I have to say I’m somewhat disappointed that so many people have chosen to blame anonymity for the verbal and visual harassment of Kathy Sierra. I’m a free-speech zealot, and I believe the ability to speak anonymously is an important cornerstone of that freedom. For one thing, anonymity (however imperfect it may be online) is what allows so many women bloggers to tell their deeply personal stories without fear that their friends and family will see what they write. I wouldn’t want to do anything to make it harder for vulnerable people to tell the truth online.

The important part of the Kathy Sierra scandal was not that people were saying hateful and violent things anonymously. Rather it was that some A-list bloggers like Chris Locke, who were not anonymous and were in fact exploiting their fame, set up several blogs (ie, Meankids) explicitly designed for people to say hateful things. That being the case, I would blame the A-listers for giving the hate speech a high-profile forum, not the no-name low-lifes who took advantage of it. If the anonymous person/people had chosen to set up blogs on typepad and started spewing there, it wouldn’t have gotten nearly as much attention. (And that might have defeated the purpose.)

Or am I missing something?

4 Responses to “It’s not the mask, it’s the platform”

  1. I had a long discussion with my husband about this and related things, and he said something I’ve not seen anyone else say. The people who were writing these hateful things are really messed up.

    That reminded me of a monologue by Craig Ferguson that made the internet rounds not long ago, where he talked about how we laugh at people who do strange things (it was Britney Spears this time), but these are people who are in trouble and need help. He speaks frankly about his own struggles with alchoholism.

    I think that’s what’s going on with this situation too, that here are some really messed up people and rather than call it how it is, people are laughing at it and finding amusement in it. How callous is that? Don’t we owe each other better than that, to both the victim and the messed-up perpetrator? The A-list bloggers are like the comedians, getting mileage out of it, but look at the cost of the mileage.
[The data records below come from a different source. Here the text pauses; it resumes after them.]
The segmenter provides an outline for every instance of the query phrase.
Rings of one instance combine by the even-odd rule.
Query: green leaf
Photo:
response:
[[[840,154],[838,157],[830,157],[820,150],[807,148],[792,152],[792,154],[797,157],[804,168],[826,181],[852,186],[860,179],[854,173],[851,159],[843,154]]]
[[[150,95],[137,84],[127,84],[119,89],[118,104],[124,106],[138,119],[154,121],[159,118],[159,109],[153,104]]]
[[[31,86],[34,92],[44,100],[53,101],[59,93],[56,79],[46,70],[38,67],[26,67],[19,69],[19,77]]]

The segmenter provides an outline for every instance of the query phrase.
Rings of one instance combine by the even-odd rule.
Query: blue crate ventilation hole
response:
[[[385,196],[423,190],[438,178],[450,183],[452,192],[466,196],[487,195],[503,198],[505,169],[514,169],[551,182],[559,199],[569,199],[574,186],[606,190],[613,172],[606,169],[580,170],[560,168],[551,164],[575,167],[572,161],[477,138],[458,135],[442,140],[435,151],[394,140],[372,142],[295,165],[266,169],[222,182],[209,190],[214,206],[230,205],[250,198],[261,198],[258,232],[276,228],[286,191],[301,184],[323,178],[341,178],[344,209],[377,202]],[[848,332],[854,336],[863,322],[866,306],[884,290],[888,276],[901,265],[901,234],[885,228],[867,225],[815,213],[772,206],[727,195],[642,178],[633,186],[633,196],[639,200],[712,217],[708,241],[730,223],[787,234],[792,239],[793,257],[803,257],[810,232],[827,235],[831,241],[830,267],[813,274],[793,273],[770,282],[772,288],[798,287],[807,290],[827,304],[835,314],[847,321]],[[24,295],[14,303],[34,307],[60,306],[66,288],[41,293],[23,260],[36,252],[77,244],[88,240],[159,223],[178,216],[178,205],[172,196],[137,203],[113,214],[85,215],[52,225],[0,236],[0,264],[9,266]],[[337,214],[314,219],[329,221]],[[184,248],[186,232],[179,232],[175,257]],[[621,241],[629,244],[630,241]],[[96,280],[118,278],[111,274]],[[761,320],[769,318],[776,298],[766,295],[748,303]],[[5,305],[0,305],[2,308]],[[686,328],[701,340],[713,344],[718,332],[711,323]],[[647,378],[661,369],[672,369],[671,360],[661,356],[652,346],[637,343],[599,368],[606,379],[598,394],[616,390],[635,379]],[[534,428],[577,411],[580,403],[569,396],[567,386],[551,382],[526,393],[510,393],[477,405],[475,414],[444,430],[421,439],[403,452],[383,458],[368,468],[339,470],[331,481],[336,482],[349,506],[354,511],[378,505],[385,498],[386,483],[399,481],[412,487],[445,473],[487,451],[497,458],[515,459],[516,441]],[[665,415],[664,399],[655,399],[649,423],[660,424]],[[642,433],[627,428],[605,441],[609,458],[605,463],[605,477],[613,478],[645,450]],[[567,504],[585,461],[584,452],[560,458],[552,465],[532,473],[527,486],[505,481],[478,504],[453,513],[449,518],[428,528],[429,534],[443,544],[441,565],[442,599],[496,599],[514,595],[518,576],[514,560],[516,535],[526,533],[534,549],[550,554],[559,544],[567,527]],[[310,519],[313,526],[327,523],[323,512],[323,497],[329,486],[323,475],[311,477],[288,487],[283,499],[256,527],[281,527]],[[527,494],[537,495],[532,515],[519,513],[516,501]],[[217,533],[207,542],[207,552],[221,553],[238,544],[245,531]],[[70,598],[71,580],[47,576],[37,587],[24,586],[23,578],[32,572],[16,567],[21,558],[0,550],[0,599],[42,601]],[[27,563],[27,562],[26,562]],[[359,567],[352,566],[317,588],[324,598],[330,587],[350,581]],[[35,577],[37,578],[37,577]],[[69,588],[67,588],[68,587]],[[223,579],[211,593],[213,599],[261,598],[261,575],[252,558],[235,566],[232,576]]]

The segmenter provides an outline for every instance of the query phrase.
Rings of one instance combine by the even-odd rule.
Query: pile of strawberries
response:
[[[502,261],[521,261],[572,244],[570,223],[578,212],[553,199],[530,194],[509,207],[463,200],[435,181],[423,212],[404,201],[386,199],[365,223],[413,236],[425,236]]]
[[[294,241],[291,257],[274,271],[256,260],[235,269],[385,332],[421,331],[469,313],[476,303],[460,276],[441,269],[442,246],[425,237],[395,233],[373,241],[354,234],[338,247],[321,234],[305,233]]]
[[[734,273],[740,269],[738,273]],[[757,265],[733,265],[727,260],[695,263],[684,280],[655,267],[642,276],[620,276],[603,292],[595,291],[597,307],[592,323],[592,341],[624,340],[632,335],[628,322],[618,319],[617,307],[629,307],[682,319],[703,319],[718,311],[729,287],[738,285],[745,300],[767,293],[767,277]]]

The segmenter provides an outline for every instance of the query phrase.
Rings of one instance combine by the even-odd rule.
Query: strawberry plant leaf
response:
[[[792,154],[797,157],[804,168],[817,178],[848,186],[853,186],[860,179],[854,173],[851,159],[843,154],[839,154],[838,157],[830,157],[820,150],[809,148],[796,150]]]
    The Colin Ferguson clip is a must-see: http://youtube.com/watch?v=7bbaRyDLMvA

  2. tekanji says:

    Or am I missing something?

    If you are, then I am too. Because I feel the same way.

  3. Lee Kottner says:

    I agree that the people making these kinds of comments are in need of some serious help–socialization at the very least. But it’s also true that they are aided and abetted by the culture and the opportunity presented by a site as stupid and juvenile as meankids. Why is it acceptable to trash-talk about anybody (like, say, the Rutgers women’s basketball team)? It’s an expression of a deep insecurity, for sure, but that doesn’t excuse the act. Why any adult would set up a site specifically for that purpose is beyond me. Sadly, it’s easy to “pick on” women this way, because we’re all socialized to be so non-confrontational. We need to change that. And while I wouldn’t see our anonymity on the net removed, I do think it’s a shield for some people, one that gives them a false sense of power. I’m not sure what to do about that except to make blog owners more responsible for policing their content. There is definitely a line that should not be crossed in interactions on the net.

  4. Kristin A. says:

    Yes, I agree. When I was growing up, I was taught that there was a level of behavior that was expected in civil discourse. If someone refused to meet that level of civility, terminating the conversation was an acceptable response. Why should it be any different in cyberspace?